Saturday, November 22, 2014

The Holiday Season: Beauty and Joy...



Okay, enough of the elections. On to less controversial subjects---like, religion. You can't avoid it this time of the year. Christmas combines Christianity, Paganism and the Secular Religion of Consumerism---all thrown together like a bad stew.

I'm old school so the Holiday Season really shouldn't start until the leftovers from Thanksgiving have been fully consumed. When the stuffing is gone and the turkey is stored away in the freezer, then it is time to break out the Christmas Music. My favorite being John Denver's Christmas Album.

That's when we get our tree. We thin some of the pines around here and find, generally, an anemic tree that is packed too close together with other trees.

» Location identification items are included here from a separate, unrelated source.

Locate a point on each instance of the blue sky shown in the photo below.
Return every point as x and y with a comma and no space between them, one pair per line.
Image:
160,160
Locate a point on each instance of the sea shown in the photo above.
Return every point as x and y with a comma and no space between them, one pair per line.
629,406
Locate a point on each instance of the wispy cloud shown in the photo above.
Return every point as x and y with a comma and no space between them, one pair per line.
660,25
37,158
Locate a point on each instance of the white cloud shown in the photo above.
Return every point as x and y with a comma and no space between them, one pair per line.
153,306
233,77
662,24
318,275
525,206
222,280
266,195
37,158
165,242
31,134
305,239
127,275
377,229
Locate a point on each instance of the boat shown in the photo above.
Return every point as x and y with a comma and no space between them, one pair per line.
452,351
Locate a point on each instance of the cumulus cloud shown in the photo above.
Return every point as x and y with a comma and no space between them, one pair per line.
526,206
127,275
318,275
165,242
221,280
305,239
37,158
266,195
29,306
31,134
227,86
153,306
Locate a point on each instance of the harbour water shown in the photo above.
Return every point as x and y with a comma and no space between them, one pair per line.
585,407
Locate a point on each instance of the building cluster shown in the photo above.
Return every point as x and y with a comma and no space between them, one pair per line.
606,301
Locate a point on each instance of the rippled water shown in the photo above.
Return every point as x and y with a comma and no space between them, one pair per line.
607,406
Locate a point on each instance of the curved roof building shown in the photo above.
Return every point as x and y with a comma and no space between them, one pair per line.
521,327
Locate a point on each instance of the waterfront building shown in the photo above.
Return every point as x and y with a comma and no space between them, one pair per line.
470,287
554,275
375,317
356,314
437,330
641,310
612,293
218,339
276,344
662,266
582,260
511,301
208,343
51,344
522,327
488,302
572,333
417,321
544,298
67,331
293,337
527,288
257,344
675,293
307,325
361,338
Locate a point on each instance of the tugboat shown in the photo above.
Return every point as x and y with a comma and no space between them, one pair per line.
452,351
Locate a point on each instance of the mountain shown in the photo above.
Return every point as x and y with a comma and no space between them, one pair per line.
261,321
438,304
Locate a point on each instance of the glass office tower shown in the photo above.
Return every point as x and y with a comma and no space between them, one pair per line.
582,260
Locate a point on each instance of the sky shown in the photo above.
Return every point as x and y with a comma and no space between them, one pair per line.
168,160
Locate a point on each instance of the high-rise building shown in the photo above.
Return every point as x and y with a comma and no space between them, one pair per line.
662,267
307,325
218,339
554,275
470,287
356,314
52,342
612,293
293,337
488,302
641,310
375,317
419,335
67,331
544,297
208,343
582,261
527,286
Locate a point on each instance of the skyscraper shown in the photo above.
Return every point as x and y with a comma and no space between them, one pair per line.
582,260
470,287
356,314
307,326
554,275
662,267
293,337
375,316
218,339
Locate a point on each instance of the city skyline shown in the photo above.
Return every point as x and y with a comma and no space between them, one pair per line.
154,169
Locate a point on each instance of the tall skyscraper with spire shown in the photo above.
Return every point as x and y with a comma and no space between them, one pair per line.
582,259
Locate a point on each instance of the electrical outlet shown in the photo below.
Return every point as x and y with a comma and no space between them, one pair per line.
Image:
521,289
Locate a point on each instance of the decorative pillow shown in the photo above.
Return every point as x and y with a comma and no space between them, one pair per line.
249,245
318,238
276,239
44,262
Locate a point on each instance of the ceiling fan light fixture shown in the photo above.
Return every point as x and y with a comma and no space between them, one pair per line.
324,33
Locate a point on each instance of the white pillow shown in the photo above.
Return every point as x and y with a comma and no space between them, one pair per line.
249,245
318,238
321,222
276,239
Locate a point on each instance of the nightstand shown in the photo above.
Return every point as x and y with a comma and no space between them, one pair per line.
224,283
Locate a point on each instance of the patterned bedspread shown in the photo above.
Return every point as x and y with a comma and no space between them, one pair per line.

And since we have an 18 foot high ceiling, we can get a tall one. It is a fine pagan tradition---which, of course, comprise most of the Holiday traditions.

This time of the year, you need a celebration to make it through the, literal, northern hemisphere darkness.

Of all the holidays we celebrate in the US, Thanksgiving seems to be the least adulterated. I think all of us can get behind the rather simple notion of being thankful for the harvest. Okay, so nowadays we celebrate the harvest of mostly GMO crops while eating a bird that was blown up with growth hormones and anti-biotics while the poor gobbler more than likely never got to see the sun or breathe fresh air. We celebrate the ideal while ignoring the real way things are done.

So yes, we splurge and buy a fresh, organic, happy turkey. It costs forty dollars more but it is more than worth it. Another tradition out here on the Left Coast, and maybe a bit more Foodily Correct is the practice of eating Dungeness Crab on Thanksgiving. The Crab opener often coincides with Thanksgiving. Dungeness Crab is a success story the way it is sustainably harvested. No guilt while eating Crab. And it is delicious.

But I meant to write about Religion in this post. That's the direction I was headed when thinking about the Christmas Season. And the point I wanted to make? Religion is best when reduced to being about Beauty and Joy. Beauty and Joy are sufficient mystery enough to complete any catechism. We need not worry about Transubstantiation or Virgin Births or Magi or Heaven or Hell or Cartesian Arguments for the Existence of God or Baptism or Circumcision or Original Sin or Communion or Confession or Sermons or Rosaries or Stations of the Cross or an After Life. Beauty and Joy are sufficient mystery for me.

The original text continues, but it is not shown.